Please click that subscribe button so you can join us next month as we utilize the Orange Prison Jumpsuit to think about representations of prisons in the popular imagination, and the extent to which this representation conveys the reality faced by incarcerated people in the United States.
The Curatorial Team
Have questions or recommendations for the team at Clothing Inside? Contact us at firstname.lastname@example.org
Angela Davis’s Are Prisons Obsolete? focuses on the project of prison abolition by referring to the systematized manners in which prisons have been imbued with racism and sexism, and stresses that these moral impasses are unable to be reformed. Within this work, she states: “As important as some reforms may be … frameworks that rely exclusively on reforms help to produce the stultifying idea that nothing lies beyond the prison” (Davis 20).
Dean Spade’s Normal Life: Administrative Violence, Critical Trans Politics and the Limits of Law critiques the cultural presumption that legal interventions—particularly as they apply to nondiscrimination and equal protection under the law—should be the primary objective of LGBTQ+ activists. While much of this book is dedicated to this particular critique, and to expressing alternative resistance strategies, he also consistently centers abolitionist priorities throughout the work. In regards to prison reform, he states: “Prison reform efforts aimed at reducing a variety of harms, such as gender and sexual violence, medical neglect and abuse, and overcrowding, to name but a few, have often been made by well-meaning people who wanted to address the horrors of prison life. But these reform efforts have been incorporated into the project of prison expansion, mobilized as rationales for building and filling more and more prisons” (Spade 48).

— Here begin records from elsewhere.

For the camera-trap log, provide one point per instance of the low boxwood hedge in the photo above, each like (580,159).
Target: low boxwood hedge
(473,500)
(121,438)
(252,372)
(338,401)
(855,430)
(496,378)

Michel Foucault’s Discipline and Punish: The Birth of the Prison traces the lineage of the contemporary prison by referring to former systems of punishment, and articulating its entanglement with other institutions of discipline. In this text, Foucault notes that “‘reform,’ in the strict sense, as it was formulated in the theories of law or as it was outlined in the various projects, was the political or philosophical resumption of this strategy, with its primary objectives: to make of the punishment and repression of illegalities a regular function, coextensive with society; not to punish less, but to punish better; to punish with an attenuated severity perhaps, but in order to punish with more universality and necessity; to insert the power to punish more deeply into the social body” (Foucault 82).
From Angela Davis’s Are Prisons Obsolete?: “Because of the extent to which prison building and operation began to attract vast amounts of capital—from the construction industry to food and health care provisions—in a way that recalled the emergence of the military industrial complex, we began to refer to a ‘prison industrial complex’” (Davis 12).